Sarasvati gave her a knowing smile. “Ironically, I believe you are uniquely attuned to the flower. May I see your rod?”
Ruby looked down at it, still in her hand, still stained with dusk’s blood. It had changed once more, with a nautilus shell forming on its pommel. A number of braided tentacles curled down its length like veins. Ruby handed it over, pommel first.
Sarasvati held it carefully, tracing the whorls and patterns with a finger. “Creating and controlling water, eroding magic, destroying matter, these are all properties of the ocean, powers wielded by an ocean spirit. Like the great Hydra, like Leviathan, and like the Red Anemone.”
“Does that mean I don’t need it?” Ruby asked, perking up.
Sarasvati shook her head. “There is a terrible curse upon you, one that I cannot lift. The portion of your soul that wanders in dreams has been eaten by a monster, and it is suffering.”
“How can you…tell?”
“I see parts of you that you don’t even understand exist,” said Sarasvati. “But to the point; your mother’s assessment was correct. You need to form a pact with a creature far greater than yourself, which matches your affinity. The Red Anemone can do it.”
Ruby bit her lip. “Can I…have it?” She winced at herself for her impudence.
“I cannot give it lightly. But I will give you a chance to win it,” said Sarasvati. "If you would take it."
"I would," said Ruby. "When?"
"Now, if you are willing."
Ruby thought about it, and nodded.
Sarasvati stood from her throne and gestured. Water from the fountain flowed up into her palm. She swirled it around in her hand, then drew a circle in the air, leaving a trail of water. When it was complete, a shimmering gateway stood there, and on the other side, a field of red anemones. "Find the true Red Anemone," she said, "and it is yours."
Ruby stepped up to the portal, touching it with her fingertip. It felt like water. She pushed harder, and felt air on the other side. She pushed her face against the portal and peered into the field. All the anemones had thorns. She tried counting the number of petals on one, but realized she didn’t know how many the real one had. She squinted to see if any of them were glowing. Were they crawling, or just blowing in the breeze?
She stepped back through the portal and took a long hard look at Sarasvati, then back through the portal, then back at her. “It’s not in there,” she said.
“Oh?”
“The Red Anemone is you,” said Ruby.
Sarasvati opened her arms. The portal collapsed. With a blissful smile, she said, “you are correct.”
“I can’t take you away from here,” said Ruby.
“No,” said Sarasvati. “But I can give you a piece of myself. Just enough for you to handle.” She offered her hand. The eclipse overhead was ending, the red light slowly turning blue once again, but the redness seemed to pool in her hand.
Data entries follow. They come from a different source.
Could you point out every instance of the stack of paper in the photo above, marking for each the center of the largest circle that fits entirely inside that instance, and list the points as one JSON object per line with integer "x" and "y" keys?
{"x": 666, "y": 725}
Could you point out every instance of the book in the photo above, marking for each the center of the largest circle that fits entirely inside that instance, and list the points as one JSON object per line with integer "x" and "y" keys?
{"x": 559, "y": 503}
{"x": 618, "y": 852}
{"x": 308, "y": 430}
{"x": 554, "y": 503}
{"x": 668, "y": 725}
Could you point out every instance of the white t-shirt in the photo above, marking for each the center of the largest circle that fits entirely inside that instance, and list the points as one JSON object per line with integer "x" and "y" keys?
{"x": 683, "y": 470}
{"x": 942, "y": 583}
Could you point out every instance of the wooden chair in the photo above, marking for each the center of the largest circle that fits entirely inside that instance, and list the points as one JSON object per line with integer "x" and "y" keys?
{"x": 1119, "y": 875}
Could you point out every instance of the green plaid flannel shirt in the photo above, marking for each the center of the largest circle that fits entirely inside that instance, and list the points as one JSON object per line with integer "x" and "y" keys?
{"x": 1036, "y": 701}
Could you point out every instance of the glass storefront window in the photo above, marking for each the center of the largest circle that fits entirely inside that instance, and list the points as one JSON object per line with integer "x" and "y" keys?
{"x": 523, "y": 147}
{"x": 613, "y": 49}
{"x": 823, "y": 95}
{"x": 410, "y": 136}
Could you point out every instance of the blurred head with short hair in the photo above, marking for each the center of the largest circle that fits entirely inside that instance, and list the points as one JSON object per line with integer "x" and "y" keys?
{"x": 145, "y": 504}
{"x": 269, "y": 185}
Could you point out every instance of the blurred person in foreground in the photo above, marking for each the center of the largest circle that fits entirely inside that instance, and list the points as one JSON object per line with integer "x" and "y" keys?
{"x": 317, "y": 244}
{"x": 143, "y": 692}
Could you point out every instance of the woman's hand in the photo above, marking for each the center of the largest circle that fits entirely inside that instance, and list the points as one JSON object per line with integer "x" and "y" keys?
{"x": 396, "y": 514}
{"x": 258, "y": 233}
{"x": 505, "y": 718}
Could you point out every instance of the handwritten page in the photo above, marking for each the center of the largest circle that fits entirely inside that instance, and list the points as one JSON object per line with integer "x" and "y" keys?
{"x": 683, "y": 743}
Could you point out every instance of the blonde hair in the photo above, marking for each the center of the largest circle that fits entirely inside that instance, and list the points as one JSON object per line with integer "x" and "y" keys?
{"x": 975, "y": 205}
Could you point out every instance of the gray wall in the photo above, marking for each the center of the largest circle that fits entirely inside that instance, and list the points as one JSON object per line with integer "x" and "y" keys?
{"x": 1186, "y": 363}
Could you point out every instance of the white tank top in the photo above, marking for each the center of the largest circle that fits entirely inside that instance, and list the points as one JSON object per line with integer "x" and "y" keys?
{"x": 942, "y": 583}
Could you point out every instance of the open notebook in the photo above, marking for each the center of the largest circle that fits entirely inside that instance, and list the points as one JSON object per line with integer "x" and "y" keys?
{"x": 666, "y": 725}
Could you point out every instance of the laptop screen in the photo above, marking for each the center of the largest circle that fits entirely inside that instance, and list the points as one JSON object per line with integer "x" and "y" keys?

Water dripped from her palm, and Ruby couldn’t tell if it was really red, or just a trick of the light.
“What will it cost?” asked Ruby.
“You’ve earned this,” said Sarasvati.
Ruby stepped close and cupped her hands underneath the marid’s. Sarasvati spilled the liquid light into Ruby’s hands, where it darkened to black. She brought it to her lips and drank.
She did not feel a sudden rush of power. It felt more like something blooming in her chest, something growing inside her, filling a space that had been empty for so long. It spread from her core to her veins, into her hands and feet, then to her head. She felt warm all through her body. She felt, at last, whole.